Data Visualization

image

The Story

Note: This graph was produced as an improvement of a graph found in a Huffington Post article on housing markets. While this graph shows slightly different trends, I will still present the story which the Huffington Post visualization presented. This is in an attempt to create a true iteration on their work.

The above chart, created using data from Teranet-National Bank House Price Index, shows the difference in Canadian housing markets. Toronto and Vancouver area housing markets are continuing to increase, while other markets such as Halifax, Edmonton, and Winnipeg are seeing decreases. The growth (or lack thereof) in housing markets may be linked with recent mortgage rules meant to keep the housing market from overheating. These rules meant increases to down payments for consumers purchasing home over $500,000. Thus, in the time preceding the implementation of these rules short surges to housing markets were expected, as buyers attempted to avoid higher down payments.

The Reflection

Creating this graph required a lot of reading and looking at data to understand what the original graph was presenting. While we were unable to replicate the results, we were able to come close. I am very happy with this, considering we were unsure what the original graph was presenting and were unable to replicate the values they were presenting. I am also pleased with my group’s ability to increase the clarity and simplicity of this visualization.

One thing I would have liked to include was the highlighted section presented in the original graph. We were unable to understand what the highlighting meant, and thus opted not to include it. However, if we had found what story it was helping to tell, I would like to include that and highlight relevant pieces within the visualization.

The Process

This plot was also created as part of the data visualization review assignment. Thus, similarly to the article review, my group and I spend a lot of time attempting to understand what this graph was conveying. While the news article the original visualization (shown below) was published in did not contain the dataset used to create the graph, we were able to find it by following the small caption on the original graph. This historic national composite price index dataset can be downloaded from Teranet-National Bank’s website. Before we were able to create a plot for this data, we first needed to understand what the original was displaying. While we were unable to find statistic which matched the original, we found that a percent change from the previous year created a similar distribution.

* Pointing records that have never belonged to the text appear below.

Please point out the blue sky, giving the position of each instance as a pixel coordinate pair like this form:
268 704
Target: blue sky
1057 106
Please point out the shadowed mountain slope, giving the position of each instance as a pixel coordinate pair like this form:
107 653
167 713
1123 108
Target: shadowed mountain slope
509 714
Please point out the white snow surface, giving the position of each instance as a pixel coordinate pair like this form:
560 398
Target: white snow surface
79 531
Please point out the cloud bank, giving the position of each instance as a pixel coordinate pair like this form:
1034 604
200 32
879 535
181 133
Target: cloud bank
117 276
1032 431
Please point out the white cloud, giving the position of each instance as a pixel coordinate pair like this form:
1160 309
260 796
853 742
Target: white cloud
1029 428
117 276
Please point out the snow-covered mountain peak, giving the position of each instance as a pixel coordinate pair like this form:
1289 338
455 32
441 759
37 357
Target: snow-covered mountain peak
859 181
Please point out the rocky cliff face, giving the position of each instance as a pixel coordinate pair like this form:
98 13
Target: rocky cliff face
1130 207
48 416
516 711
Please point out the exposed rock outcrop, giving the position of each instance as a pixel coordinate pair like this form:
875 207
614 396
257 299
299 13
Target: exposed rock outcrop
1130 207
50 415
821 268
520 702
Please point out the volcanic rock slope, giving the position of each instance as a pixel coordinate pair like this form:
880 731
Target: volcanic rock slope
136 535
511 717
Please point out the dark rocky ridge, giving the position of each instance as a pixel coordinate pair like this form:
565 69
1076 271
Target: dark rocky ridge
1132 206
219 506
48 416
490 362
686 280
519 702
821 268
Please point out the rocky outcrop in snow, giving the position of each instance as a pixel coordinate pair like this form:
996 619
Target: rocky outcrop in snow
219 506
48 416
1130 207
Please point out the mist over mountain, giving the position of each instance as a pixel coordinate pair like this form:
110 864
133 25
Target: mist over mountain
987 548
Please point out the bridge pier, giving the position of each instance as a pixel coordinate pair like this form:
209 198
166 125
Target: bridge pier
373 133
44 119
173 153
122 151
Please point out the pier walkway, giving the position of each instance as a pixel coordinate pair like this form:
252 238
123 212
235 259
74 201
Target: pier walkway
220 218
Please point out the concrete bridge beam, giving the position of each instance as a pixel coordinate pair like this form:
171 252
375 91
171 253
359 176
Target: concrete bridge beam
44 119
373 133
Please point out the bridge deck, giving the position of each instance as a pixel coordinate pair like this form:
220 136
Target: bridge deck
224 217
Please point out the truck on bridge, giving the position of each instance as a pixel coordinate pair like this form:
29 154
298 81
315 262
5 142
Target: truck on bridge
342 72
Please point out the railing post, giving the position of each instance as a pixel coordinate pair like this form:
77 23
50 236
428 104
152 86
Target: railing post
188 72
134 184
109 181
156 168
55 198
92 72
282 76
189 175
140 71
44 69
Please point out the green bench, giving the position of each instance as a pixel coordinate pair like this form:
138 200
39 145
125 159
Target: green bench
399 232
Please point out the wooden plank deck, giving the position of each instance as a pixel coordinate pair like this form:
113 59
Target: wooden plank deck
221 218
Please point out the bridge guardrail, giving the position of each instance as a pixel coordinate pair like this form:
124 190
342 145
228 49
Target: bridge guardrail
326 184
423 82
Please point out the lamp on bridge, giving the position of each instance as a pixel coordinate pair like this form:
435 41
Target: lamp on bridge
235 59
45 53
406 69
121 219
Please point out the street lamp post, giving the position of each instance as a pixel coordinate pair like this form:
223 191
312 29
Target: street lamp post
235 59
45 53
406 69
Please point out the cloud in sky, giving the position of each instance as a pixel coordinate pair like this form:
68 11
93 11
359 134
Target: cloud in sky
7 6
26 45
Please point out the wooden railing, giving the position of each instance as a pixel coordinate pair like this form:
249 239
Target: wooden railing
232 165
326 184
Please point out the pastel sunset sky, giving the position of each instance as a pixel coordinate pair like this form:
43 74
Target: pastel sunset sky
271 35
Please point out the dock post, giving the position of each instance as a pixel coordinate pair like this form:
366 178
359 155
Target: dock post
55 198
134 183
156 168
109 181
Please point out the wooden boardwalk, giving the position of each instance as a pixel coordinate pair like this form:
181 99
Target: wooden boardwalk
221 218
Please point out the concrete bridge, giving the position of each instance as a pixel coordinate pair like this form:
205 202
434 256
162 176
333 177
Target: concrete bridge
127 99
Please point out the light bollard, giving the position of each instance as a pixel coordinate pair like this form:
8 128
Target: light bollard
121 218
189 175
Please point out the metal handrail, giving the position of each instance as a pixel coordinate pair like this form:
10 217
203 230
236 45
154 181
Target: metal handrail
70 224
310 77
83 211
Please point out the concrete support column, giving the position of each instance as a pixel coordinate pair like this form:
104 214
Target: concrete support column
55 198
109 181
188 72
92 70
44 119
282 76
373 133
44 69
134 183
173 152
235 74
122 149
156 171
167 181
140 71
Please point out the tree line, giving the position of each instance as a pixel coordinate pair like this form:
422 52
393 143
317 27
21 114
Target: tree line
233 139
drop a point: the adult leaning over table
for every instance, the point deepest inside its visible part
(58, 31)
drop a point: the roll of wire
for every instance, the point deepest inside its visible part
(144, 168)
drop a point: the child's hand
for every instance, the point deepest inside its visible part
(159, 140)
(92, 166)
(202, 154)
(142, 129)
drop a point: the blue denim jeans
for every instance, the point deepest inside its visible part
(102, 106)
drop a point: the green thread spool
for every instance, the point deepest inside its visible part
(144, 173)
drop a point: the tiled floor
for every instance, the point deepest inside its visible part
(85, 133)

To prepare our data for plotting we needed to convert and summarize values in the groupings present in the original plot. Further, we did general tidying and modifying to get a long rather than wide dataset. Once this was finished we plotted the data using a line graph. We chose to have the same lines as the original graph, but didn’t include the shaded area in this graph. We also worked at simplifying the graph, removing unnecessary grid lines, axis titles, and plot fills.

The Learning

The first task in recreating this graph was to understand the message the original was trying to communicate. Unfortunately, this was much easier said than done. Elements such as poorly labeled axis, mysterious shaded areas, and the lack of an accompanying story made this graph very hard to understand. After finding these detail-focused problems in the original graph, our group then attempted to provide remedies. This process had us realize the importance of small details in graph design. Decisions such as where to place legends, how to explain annotations, or how to best label the axes are important for communication. The creation of this graph taught be that the details can not be overlooked, especially when communicating a complex story.

library(foreign)
library(dplyr)
library(ggplot2)
library(reshape2)

house <- read.csv("/Users/.../hpi_3-23-2016.csv")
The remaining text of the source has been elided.